Cdc13 serves a dual function in telomere replication. First, it keeps the cells' natural DNA repair mechanisms from mistaking the telomere for a broken stretch of DNA, which could cause genetic mayhem if such repair proteins fuse the ends of two chromosomes together, for example. Secondly, Cdc13 recruits telomerase and related proteins to place in order to lengthen the telomeres.
In yeast, telomeres are decorated by a multi-protein complex called CST, which contains the proteins Cdc13 (C), Stn1 (S), and Ten1 (T). Cdc13 is a key member of that complex and serves both to cap the telomere structure and recruit key enzymes.
Skordalakes' newly determined structure demonstrates that, like three of the other four regions of Cdc13, OB2 adopts what is called an oligonucleotide/oligosaccharide-binding fold (OB). These folds normally allow proteins to bind DNA or sugars, but OB2 does neither; its crystal structure indicates that this fold actually forms a large binding surface that helps two Cdc13 proteins to form a dimeric complex.
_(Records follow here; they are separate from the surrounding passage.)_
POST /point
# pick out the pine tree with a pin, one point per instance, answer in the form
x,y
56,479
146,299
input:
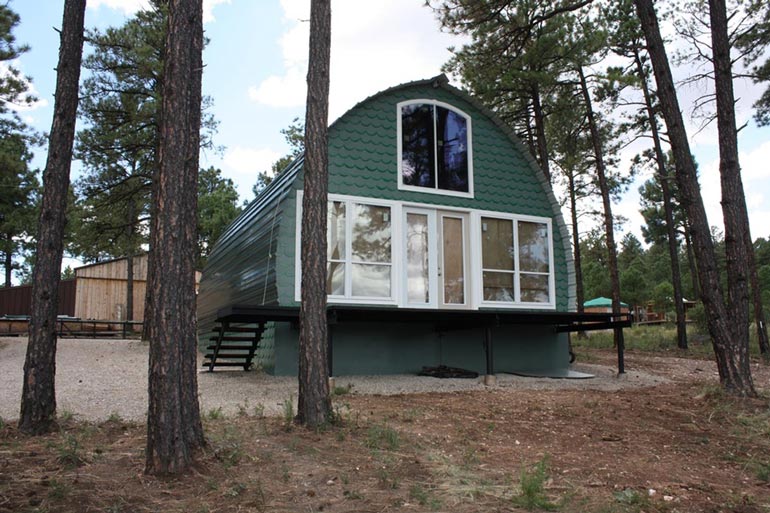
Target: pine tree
x,y
38,399
174,430
314,403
The authors then used biochemical analyses to determine that OB2 also does not directly bind the protein Stn1. Nevertheless, full-length Cdc13 OB2 mutants deficient in dimerization are also deficient in Stn1 recruitment. When the team inserted strategic Cdc13 mutations into yeast, they found that the cells had abnormally long telomeres, probably as a result of disrupted CST complex assembly caused by impaired Cdc13 dimerization.
"The dimerization of OB2 is required for the proper assembly of the CST complex at the telomeres," Skordalakes says. "When you disrupt oligomerization of this domain, you disrupt assembly of this complex, and thus regulation of telomere length."